Search code examples
c++operating-systemundefined-behaviormemory-address

Is it undefined behavior to have two pointers with different values referring to the same object?


Note: if after reading this question you think, "how can that even happen", that is ok. If you want to keep an open mind, there are some points after the question that you can follow and that show how this can happen and why this is useful. Just remember that this is just a question and not a tutorial on any of these topics. The comments have enough noise already and they are hard to follow. If you have questions about these topics, I would appreciate if you post them as questions in SO instead of in the comments.



Question: If I have an object of type int stored at the address pointed by c

int* c = /* allocate int (returns unique address) */;
*c = 3;

referred by two pointers a and b:

int* a = /* create pointer to (*c) */;
int* b = /* create pointer to (*c) */;

such that:

assert(a != b);  // the pointers point to a different address
assert(*b == 3);
*a = 2;
assert(*b == 2);  // but they refer to the same value

Is this undefined behavior? If yes, which part of the C++ standard disallows this? If not, which parts of the C++ standard allows this?

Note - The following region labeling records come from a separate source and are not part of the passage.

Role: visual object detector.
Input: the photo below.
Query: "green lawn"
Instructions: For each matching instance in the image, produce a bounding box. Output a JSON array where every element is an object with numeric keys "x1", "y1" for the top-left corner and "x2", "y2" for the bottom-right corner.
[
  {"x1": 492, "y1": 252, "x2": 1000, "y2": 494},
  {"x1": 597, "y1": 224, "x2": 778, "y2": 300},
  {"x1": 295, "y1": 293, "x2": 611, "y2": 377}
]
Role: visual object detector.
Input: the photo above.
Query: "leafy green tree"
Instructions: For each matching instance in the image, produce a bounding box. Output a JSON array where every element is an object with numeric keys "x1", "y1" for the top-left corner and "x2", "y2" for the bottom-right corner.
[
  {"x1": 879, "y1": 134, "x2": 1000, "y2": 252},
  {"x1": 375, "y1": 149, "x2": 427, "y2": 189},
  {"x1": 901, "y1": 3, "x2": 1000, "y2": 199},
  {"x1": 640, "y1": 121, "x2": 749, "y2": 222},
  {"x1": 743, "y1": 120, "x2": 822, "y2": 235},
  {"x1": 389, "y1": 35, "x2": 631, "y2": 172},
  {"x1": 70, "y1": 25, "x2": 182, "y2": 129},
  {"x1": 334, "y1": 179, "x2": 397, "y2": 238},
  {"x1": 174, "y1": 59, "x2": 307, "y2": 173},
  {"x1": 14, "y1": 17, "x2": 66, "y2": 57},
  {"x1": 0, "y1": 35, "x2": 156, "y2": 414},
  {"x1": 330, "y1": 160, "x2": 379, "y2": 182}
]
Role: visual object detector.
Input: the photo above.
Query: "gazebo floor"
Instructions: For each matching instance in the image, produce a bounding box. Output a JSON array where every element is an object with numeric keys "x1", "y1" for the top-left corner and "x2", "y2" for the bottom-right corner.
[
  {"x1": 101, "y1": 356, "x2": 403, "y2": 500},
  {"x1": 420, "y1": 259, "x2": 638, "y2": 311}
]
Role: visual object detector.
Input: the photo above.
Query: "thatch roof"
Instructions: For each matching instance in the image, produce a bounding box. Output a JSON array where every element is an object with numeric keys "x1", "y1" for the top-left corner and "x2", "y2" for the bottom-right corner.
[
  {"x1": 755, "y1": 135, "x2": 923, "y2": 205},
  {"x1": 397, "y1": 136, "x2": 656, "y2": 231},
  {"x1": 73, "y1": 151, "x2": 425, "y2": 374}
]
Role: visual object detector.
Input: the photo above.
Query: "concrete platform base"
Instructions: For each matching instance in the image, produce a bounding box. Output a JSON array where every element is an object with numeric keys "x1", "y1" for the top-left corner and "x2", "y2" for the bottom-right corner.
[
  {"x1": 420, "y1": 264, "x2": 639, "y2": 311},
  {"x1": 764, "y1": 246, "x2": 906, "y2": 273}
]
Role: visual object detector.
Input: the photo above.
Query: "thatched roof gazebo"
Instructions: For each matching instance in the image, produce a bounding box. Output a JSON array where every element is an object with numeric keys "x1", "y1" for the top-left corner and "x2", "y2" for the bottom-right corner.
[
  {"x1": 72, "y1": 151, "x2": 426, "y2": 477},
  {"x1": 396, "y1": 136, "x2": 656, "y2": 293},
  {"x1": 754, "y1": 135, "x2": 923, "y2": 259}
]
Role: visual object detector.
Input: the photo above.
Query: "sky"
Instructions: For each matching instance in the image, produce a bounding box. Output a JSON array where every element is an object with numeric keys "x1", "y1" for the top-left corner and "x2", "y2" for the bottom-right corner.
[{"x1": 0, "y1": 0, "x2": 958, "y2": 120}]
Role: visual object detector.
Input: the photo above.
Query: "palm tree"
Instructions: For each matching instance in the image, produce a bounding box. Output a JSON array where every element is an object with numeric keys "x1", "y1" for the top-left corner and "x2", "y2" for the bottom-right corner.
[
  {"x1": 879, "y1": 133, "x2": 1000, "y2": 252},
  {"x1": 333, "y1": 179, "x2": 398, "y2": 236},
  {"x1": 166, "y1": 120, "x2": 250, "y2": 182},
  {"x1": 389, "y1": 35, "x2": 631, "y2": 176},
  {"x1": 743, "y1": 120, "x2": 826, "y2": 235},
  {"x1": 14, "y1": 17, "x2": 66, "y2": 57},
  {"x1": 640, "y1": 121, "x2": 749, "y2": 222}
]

Note: the memory c points to is allocated with a memory allocation function that returns an unique address (new, malloc, ...). The way to create these pointers with different values is very platform specific, although in most unix systems it can be done with mmap and on windows it can be done with VirtualAlloc.

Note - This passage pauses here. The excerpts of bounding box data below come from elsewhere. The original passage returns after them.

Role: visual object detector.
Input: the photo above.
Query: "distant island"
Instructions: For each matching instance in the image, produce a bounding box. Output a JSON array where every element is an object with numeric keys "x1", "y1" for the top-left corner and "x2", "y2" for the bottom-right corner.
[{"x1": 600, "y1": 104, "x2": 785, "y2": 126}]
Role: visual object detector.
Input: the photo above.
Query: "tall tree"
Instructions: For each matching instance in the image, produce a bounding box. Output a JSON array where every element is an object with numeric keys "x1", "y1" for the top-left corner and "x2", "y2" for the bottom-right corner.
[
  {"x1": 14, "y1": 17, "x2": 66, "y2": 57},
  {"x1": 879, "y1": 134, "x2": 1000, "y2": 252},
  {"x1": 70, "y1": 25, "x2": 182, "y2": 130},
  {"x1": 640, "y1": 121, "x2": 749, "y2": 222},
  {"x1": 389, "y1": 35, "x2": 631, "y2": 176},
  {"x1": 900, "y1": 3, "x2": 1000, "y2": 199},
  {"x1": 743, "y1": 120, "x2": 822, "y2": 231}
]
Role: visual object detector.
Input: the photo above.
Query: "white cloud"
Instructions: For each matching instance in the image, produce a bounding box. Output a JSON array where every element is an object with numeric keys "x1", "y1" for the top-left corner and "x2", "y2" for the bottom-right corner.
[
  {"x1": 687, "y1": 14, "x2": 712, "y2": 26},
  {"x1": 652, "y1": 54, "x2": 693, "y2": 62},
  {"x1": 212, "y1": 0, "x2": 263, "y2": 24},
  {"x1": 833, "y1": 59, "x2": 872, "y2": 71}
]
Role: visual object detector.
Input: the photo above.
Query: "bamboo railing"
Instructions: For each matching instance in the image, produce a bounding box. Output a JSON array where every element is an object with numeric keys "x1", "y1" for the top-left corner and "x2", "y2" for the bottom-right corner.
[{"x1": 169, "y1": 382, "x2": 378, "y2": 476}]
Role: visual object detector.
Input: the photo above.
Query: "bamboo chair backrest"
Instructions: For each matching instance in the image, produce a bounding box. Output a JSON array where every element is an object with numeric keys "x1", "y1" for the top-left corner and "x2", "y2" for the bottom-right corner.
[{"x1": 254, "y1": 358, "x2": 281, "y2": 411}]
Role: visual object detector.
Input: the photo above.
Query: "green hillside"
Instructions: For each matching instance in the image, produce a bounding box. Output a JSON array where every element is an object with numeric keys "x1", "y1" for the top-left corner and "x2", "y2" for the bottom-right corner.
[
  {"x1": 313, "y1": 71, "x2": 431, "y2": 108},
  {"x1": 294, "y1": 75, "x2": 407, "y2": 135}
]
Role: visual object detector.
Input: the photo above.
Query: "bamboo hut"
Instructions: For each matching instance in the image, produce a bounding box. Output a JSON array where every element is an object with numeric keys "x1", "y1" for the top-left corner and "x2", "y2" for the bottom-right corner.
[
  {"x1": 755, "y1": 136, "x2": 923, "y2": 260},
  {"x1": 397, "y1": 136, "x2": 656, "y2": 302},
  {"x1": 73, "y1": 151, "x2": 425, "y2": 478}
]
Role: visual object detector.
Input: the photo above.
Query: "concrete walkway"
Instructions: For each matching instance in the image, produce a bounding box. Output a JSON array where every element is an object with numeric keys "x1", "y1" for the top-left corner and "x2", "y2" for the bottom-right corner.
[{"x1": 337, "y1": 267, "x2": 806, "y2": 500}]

Background: most operating systems (those that have a userspace that is not on ring 0) run their processes on virtual memory, and have a map from virtual memory pages to physical memory pages. Some of these systems (Linux/MacOS/BSDs/Unixes and 64bit windows) provide some system calls (like mmap or VirtualAlloc) that can be used to map two virtual memory pages to the same physical memory page. When a process performs this, it can essentially access the same page of physical memory from two different virtual memory addresses. That is, those two pointers will have a different value, but they will access the same physical memory storage. Keywords to google for: mmap, virtual memory, memory pages. Data-structures that use this feature for profit are "magic ring buffer"s (that's the technical term), and non-reallocating dynamically-sized vectors (that is, vectors that do not need to reallocate memory when they grow). Google provides more information about these than I could ever fit here.

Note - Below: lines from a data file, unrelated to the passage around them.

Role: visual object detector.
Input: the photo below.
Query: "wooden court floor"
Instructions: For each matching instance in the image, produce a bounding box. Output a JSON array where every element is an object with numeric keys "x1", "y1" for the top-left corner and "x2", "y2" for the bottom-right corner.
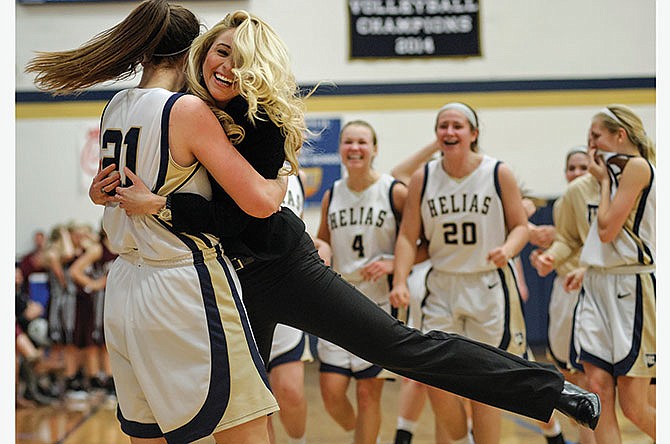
[{"x1": 15, "y1": 363, "x2": 652, "y2": 444}]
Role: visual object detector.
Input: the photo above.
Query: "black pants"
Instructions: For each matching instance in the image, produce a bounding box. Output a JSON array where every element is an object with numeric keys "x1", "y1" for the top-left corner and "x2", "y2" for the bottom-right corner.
[{"x1": 237, "y1": 233, "x2": 564, "y2": 421}]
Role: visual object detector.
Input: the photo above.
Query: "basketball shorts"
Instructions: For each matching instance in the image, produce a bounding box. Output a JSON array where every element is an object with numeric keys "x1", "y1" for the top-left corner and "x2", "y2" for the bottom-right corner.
[
  {"x1": 104, "y1": 249, "x2": 278, "y2": 443},
  {"x1": 316, "y1": 299, "x2": 395, "y2": 379}
]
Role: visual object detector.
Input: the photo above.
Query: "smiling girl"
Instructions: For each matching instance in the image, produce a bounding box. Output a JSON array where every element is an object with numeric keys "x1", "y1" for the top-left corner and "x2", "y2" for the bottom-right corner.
[{"x1": 391, "y1": 102, "x2": 528, "y2": 443}]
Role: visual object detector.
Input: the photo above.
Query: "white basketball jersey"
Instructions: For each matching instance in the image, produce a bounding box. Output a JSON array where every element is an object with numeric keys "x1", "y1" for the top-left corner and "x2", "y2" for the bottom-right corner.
[
  {"x1": 282, "y1": 175, "x2": 305, "y2": 218},
  {"x1": 328, "y1": 174, "x2": 398, "y2": 283},
  {"x1": 580, "y1": 158, "x2": 656, "y2": 268},
  {"x1": 100, "y1": 88, "x2": 218, "y2": 261},
  {"x1": 421, "y1": 155, "x2": 507, "y2": 273}
]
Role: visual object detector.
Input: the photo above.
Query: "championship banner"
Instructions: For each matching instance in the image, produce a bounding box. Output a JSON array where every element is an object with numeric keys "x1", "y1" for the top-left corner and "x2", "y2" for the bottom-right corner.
[
  {"x1": 298, "y1": 118, "x2": 342, "y2": 207},
  {"x1": 349, "y1": 0, "x2": 481, "y2": 59}
]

Very minimal probably non-working example (unix only):

We first allocate an int on the heap. The following request an anonymous, non-file-backed, mapping of virtual memory. One must request here at least a whole memory page, but for simplicity I'll just request the size of an int (mmap will allocate a whole memory page anyways):

int* c= mmap(NULL, sizeof(int), PROT_NONE, MAP_ANONYMOUS | MAP_PRIVATE,-1, 0);

Now we need to map this to two independent memory locations, so we map it to the same memory-mapped file, twice, to, e.g., two adjacent memory locations. We won't really use this file, but we still need to create it and open it:

mmap(c, sizeof(int), PROT_READ | PROT_WRITE, MAP_FIXED | MAP_SHARED, some_fd, 0);
mmap(c + 1, sizeof(int), PROT_READ | PROT_WRITE, MAP_FIXED | MAP_SHARED, some_fd, 0);

Now we are almost done:

int* a = c;
int* b = c + 1;

These are obviously different virtual addresses:

assert(a != b);

But they point to the same, non-file-backed, physical memory page:

*a = 314;
assert(*b == 314);

So there you go. Using VirtualAlloc the same can be done on Windows, but the API is a bit different.


Solution

  • First lets look at what the standard has to say about an object

    [intro.object]

    The constructs in a C++ program create, destroy, refer to, access, and manipulate objects. An object is a region of storage. [ Note: A function is not an object, regardless of whether or not it occupies storage in the way that objects do. —end note ] An object is created by a definition (3.1), by a new-expression (5.3.4) or by the implementation (12.2) when needed. The properties of an object are determined when the object is created. An object can have a name (Clause 3). An object has a storage duration (3.7) which influences its lifetime (3.8). An object has a type (3.9). The term object type refers to the type with which the object is created. Some objects are polymorphic (10.3); the implementation generates information associated with each such object that makes it possible to determine that object’s type during program execution. For other objects, the interpretation of the values found therein is determined by the type of the expressions (Clause 5) used to access them.

    And then we have

    Unless an object is a bit-field or a base class subobject of zero size, the address of that object is the address of the first byte it occupies. Two objects that are not bit-fields may have the same address if one is a subobject of the other, or if at least one is a base class subobject of zero size and they are of different types; otherwise, they shall have distinct addresses.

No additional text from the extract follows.